With \(\mu = E(X)\), and the properties of expected value, we see that

\begin{equation} Var(X) = E(X - \mu)^2 \\\
= E(X^2 - 2\mu X + \mu^2) \\\
= E(X^2) - E(2\mu X) + E(\mu^2) \\\
= E(X^2) - 2 \mu E(X) + \mu^2 \\\
= E(X^2) - 2 \mu \mu + \mu^2 \\\
= E(X^2) - \mu^2 \\\
= E(X^2) - [E(X)]^2 \\\
\end{equation}

which gives an alternative formula to calculate the variance.

If the random variable has units (e.g. kg), the unit of its variance would also be squared (e.g. kg squared), and therefore does not have the same scale as the random variable.

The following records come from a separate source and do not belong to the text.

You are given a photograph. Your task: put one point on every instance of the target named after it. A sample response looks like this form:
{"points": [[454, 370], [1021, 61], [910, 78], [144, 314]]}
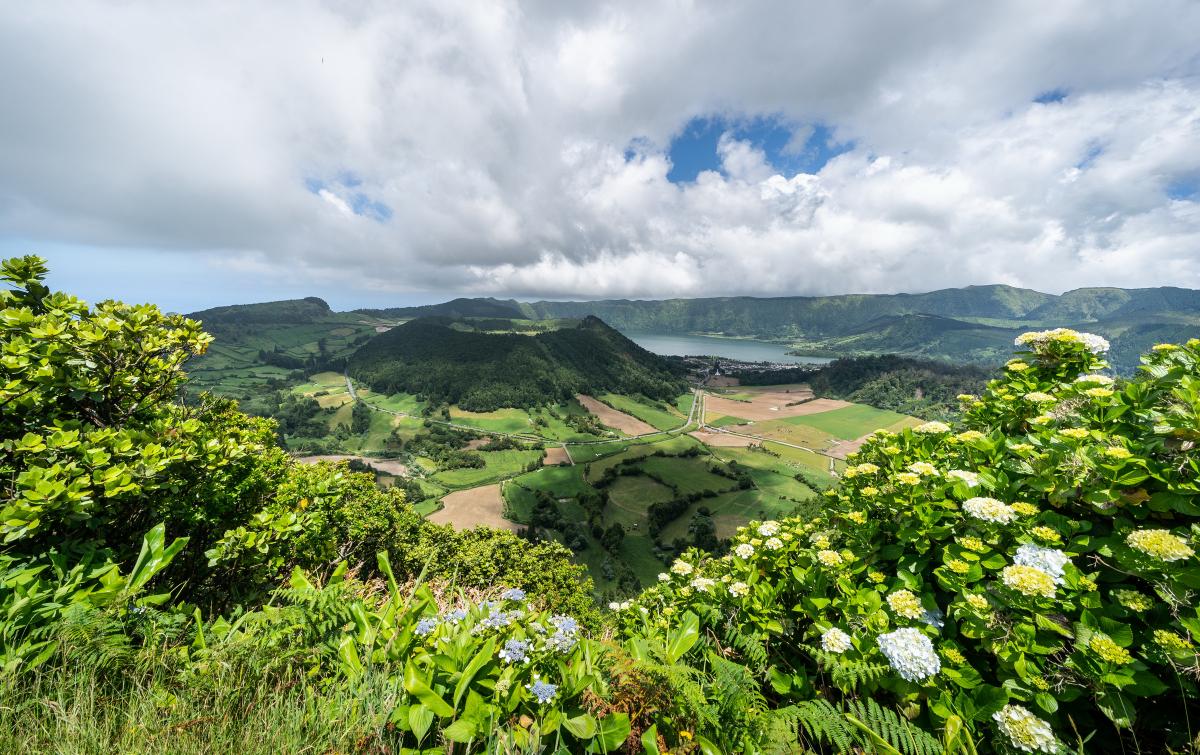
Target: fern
{"points": [[821, 723]]}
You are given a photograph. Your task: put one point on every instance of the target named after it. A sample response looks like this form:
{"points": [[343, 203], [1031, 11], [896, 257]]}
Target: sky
{"points": [[377, 153]]}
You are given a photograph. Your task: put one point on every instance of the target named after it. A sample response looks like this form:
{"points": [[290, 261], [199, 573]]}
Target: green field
{"points": [[850, 423], [498, 465], [660, 417]]}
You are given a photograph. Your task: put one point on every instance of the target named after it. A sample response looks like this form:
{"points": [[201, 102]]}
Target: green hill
{"points": [[442, 360]]}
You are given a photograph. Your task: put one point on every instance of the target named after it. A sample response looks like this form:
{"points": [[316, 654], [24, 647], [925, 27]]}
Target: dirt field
{"points": [[383, 465], [721, 439], [556, 455], [769, 405], [471, 508], [615, 419]]}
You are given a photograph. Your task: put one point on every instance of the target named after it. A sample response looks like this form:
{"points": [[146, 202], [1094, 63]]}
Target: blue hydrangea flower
{"points": [[561, 641], [543, 690], [565, 624], [426, 627], [515, 652]]}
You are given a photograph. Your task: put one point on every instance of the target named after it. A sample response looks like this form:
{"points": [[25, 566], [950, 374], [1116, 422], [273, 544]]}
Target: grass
{"points": [[498, 465], [688, 475], [652, 414], [849, 423]]}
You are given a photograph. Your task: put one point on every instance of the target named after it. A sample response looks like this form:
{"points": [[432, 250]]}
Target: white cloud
{"points": [[497, 138]]}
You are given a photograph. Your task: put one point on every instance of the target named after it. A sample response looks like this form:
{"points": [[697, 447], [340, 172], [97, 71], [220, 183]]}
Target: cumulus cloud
{"points": [[522, 148]]}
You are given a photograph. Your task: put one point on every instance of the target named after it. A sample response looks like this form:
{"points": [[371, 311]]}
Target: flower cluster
{"points": [[835, 641], [1159, 544], [989, 510], [911, 653], [1029, 580]]}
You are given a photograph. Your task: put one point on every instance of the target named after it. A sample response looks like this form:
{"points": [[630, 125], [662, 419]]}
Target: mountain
{"points": [[447, 360], [791, 317], [455, 307]]}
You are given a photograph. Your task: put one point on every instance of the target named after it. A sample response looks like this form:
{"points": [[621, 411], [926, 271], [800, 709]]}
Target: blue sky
{"points": [[695, 148]]}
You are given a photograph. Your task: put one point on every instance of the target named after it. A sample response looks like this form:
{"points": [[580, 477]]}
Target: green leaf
{"points": [[582, 726], [463, 730], [683, 637], [651, 739]]}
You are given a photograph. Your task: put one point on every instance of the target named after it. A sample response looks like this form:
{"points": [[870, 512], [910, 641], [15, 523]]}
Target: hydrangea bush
{"points": [[1030, 577]]}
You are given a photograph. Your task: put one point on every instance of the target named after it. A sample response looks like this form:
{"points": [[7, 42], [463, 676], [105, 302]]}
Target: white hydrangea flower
{"points": [[1048, 559], [1027, 732], [910, 653], [989, 510], [834, 641], [934, 427], [768, 528], [967, 478], [682, 568]]}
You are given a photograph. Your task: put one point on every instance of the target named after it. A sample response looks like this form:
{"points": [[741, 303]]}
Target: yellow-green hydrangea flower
{"points": [[1047, 534], [1029, 580], [904, 603], [829, 558], [1109, 651], [1159, 544]]}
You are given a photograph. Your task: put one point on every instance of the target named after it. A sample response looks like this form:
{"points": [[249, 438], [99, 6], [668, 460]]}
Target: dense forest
{"points": [[918, 387], [484, 371]]}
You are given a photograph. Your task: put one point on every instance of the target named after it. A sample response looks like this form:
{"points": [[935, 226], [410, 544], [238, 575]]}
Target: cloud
{"points": [[522, 149]]}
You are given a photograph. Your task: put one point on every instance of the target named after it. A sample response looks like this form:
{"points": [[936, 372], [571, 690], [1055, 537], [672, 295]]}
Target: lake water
{"points": [[670, 345]]}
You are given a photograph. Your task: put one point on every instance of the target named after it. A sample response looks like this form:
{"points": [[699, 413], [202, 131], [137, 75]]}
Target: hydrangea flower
{"points": [[967, 478], [1159, 544], [1027, 732], [989, 510], [910, 653], [931, 429], [904, 603], [1109, 651], [1048, 559], [1029, 581], [425, 627], [829, 558], [564, 623], [834, 641], [682, 568], [543, 691], [515, 652]]}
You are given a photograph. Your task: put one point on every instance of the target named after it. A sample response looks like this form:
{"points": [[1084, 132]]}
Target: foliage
{"points": [[1030, 581], [917, 387], [483, 371]]}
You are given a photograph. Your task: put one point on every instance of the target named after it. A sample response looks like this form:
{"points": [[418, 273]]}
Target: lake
{"points": [[670, 345]]}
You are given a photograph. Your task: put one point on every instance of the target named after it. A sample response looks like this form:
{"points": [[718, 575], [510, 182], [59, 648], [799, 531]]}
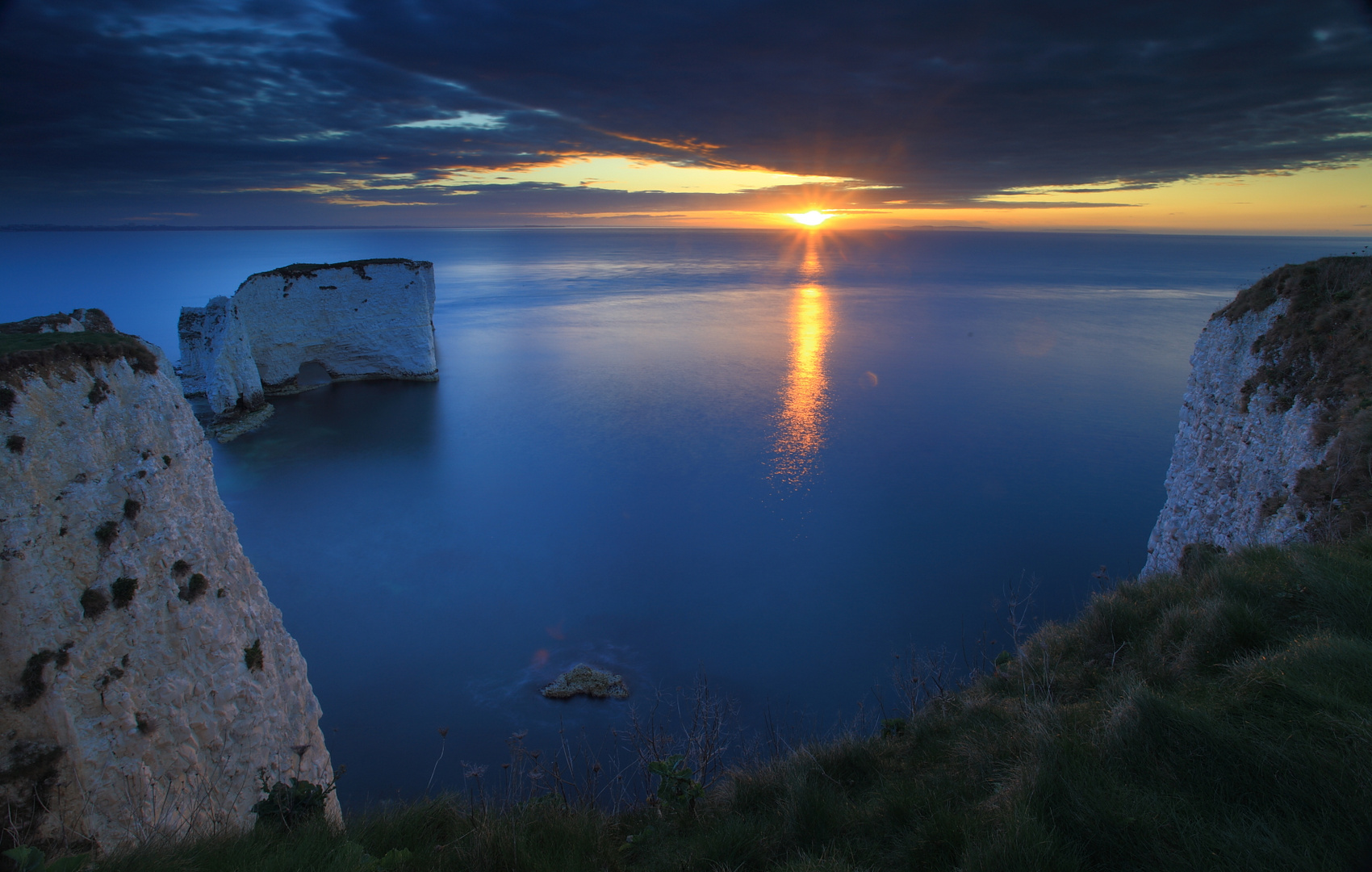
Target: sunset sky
{"points": [[1162, 117]]}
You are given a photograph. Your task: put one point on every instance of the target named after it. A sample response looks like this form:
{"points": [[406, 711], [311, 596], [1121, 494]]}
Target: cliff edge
{"points": [[1275, 442], [146, 679]]}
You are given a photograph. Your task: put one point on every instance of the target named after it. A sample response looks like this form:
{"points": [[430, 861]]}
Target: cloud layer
{"points": [[148, 101]]}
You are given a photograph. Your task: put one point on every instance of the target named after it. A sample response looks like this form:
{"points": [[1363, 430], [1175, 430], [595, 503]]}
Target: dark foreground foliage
{"points": [[1221, 720]]}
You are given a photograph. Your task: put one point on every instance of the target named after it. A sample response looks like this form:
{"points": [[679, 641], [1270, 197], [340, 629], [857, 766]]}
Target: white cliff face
{"points": [[146, 677], [353, 321], [1234, 472], [217, 358]]}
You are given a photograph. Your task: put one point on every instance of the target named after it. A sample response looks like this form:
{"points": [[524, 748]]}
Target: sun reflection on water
{"points": [[805, 396]]}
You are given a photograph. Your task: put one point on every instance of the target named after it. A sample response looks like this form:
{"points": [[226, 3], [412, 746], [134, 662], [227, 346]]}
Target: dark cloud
{"points": [[165, 105], [952, 99], [128, 96]]}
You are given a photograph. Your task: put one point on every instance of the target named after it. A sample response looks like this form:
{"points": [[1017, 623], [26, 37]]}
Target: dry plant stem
{"points": [[442, 748]]}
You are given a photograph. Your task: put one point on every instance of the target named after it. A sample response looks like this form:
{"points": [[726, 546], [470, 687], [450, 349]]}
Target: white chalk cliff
{"points": [[1272, 445], [346, 321], [146, 679]]}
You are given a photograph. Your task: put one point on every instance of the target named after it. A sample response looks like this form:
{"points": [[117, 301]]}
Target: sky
{"points": [[1203, 115]]}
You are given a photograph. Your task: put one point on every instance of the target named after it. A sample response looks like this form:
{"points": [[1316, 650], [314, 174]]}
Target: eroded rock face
{"points": [[1234, 470], [1275, 442], [217, 358], [146, 677], [353, 321]]}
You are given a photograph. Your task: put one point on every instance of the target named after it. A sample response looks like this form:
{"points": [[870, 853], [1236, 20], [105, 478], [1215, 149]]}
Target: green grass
{"points": [[23, 356], [1220, 720], [31, 342]]}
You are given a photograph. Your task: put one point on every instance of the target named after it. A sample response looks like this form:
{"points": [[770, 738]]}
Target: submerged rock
{"points": [[1275, 442], [146, 679], [588, 680], [309, 325]]}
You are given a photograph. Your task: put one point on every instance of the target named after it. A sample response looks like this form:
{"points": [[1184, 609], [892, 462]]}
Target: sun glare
{"points": [[813, 219]]}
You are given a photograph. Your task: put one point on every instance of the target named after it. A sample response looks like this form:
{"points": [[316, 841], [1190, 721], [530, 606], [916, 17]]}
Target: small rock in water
{"points": [[584, 679]]}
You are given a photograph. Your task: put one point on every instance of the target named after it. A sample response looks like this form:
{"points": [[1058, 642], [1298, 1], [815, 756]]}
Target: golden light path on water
{"points": [[805, 396]]}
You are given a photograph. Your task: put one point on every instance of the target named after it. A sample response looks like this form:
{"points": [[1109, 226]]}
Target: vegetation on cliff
{"points": [[1320, 352], [27, 350], [1215, 720]]}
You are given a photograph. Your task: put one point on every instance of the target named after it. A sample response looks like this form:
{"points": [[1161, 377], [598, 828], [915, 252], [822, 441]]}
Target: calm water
{"points": [[672, 451]]}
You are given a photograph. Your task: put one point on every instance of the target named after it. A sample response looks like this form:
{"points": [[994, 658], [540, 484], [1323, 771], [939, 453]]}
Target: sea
{"points": [[784, 463]]}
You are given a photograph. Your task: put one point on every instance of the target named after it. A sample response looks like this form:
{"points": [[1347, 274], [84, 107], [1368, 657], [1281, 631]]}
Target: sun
{"points": [[813, 217]]}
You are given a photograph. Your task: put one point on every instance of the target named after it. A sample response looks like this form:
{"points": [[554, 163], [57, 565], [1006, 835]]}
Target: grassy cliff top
{"points": [[1215, 720], [307, 270], [1319, 352], [25, 352]]}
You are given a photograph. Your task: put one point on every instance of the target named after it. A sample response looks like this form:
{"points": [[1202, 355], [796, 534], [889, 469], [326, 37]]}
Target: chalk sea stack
{"points": [[146, 677], [1275, 442], [307, 325]]}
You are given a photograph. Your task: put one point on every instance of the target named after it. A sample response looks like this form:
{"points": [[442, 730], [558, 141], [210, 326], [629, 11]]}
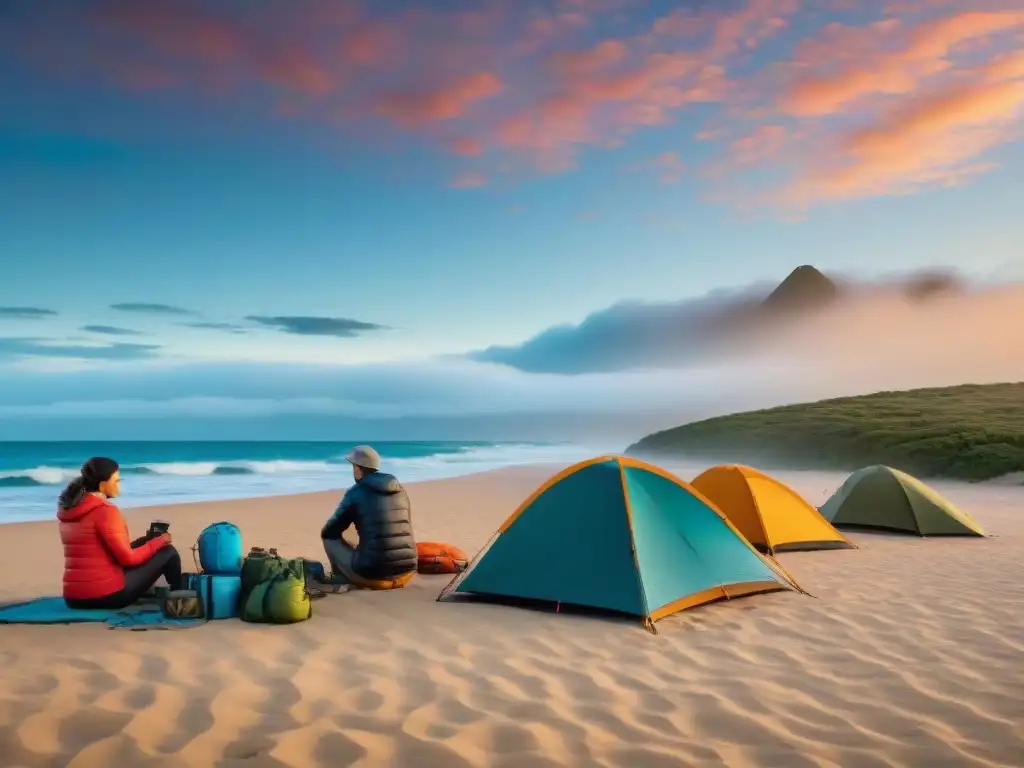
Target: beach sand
{"points": [[911, 653]]}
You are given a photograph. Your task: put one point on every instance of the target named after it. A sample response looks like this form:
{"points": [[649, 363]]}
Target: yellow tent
{"points": [[771, 515]]}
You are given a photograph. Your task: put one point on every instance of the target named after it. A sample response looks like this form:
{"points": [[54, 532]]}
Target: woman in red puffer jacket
{"points": [[103, 568]]}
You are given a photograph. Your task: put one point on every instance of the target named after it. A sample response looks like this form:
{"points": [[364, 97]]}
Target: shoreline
{"points": [[684, 468], [896, 662]]}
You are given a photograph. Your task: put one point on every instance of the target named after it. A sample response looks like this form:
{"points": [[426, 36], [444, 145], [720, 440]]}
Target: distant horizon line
{"points": [[354, 442]]}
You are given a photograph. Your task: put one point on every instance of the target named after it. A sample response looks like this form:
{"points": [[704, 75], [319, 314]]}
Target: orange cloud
{"points": [[890, 59], [412, 108], [937, 140]]}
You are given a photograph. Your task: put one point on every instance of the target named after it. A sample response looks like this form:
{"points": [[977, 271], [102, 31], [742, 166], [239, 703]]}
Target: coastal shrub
{"points": [[970, 432]]}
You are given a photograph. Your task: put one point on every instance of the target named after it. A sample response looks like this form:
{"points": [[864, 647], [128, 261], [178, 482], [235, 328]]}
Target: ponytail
{"points": [[73, 494], [98, 469]]}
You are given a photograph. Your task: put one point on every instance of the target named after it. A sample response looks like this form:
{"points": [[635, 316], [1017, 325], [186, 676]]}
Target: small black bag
{"points": [[183, 604]]}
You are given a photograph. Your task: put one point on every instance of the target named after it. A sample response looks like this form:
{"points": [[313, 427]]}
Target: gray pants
{"points": [[340, 554]]}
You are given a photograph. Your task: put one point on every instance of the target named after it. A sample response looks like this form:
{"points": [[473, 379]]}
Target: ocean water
{"points": [[32, 474]]}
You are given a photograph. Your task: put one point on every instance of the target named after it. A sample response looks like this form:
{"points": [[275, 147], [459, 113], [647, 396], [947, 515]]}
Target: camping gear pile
{"points": [[434, 557], [273, 589], [261, 587]]}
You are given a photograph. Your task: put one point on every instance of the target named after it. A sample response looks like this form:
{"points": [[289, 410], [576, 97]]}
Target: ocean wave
{"points": [[462, 460]]}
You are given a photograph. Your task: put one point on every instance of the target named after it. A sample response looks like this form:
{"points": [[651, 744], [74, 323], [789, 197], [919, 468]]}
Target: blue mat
{"points": [[54, 610]]}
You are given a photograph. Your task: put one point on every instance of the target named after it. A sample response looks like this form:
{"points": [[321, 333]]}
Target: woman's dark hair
{"points": [[98, 469]]}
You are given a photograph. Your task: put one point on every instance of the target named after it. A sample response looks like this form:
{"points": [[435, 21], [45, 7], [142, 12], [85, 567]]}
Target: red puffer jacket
{"points": [[97, 549]]}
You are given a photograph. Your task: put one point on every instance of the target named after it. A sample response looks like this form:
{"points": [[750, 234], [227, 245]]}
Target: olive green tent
{"points": [[886, 499]]}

To remedy this, we take the square root of the variance, which is called the standard deviation of the random variable \(X\), often denoted with the letter \(\sigma\), as in \(\sigma_X = \sqrt{Var(X)}\).

Summary

In this post, we have looked at the concepts related to the distribution of a discrete random variable through some simple examples:

  • discrete random variable: a random variable with at most countably many different values.
  • probability mass function: \(f_X(x) = P(X=x)\), the function giving the probabilities for different values of a discrete random variable.
  • conditional probability: \(P(A|B)\), the probability of an event \(A\), given that another event \(B\) has occurred.
  • independent events: events \(A\) and \(B\) are independent if \(P(A \text{ and } B) = P(A)P(B)\).
  • independent random variables: two random variables are independent if \(P(X \in A \text{ and } Y \in B) = P(X \in A)P(Y \in B)\) for any events \(\{X \in A\}\) and \(\{Y \in B\}\).
  • expected value of discrete numeric random variable: sum of the possible values of the random variable, weighted by the probabilities of the values.
  • variance of discrete numeric random variable: expected value of squared deviation from the mean of random variable.

We will look at some common examples of discrete random variables in a future post, before we turn to look at continuous random variables.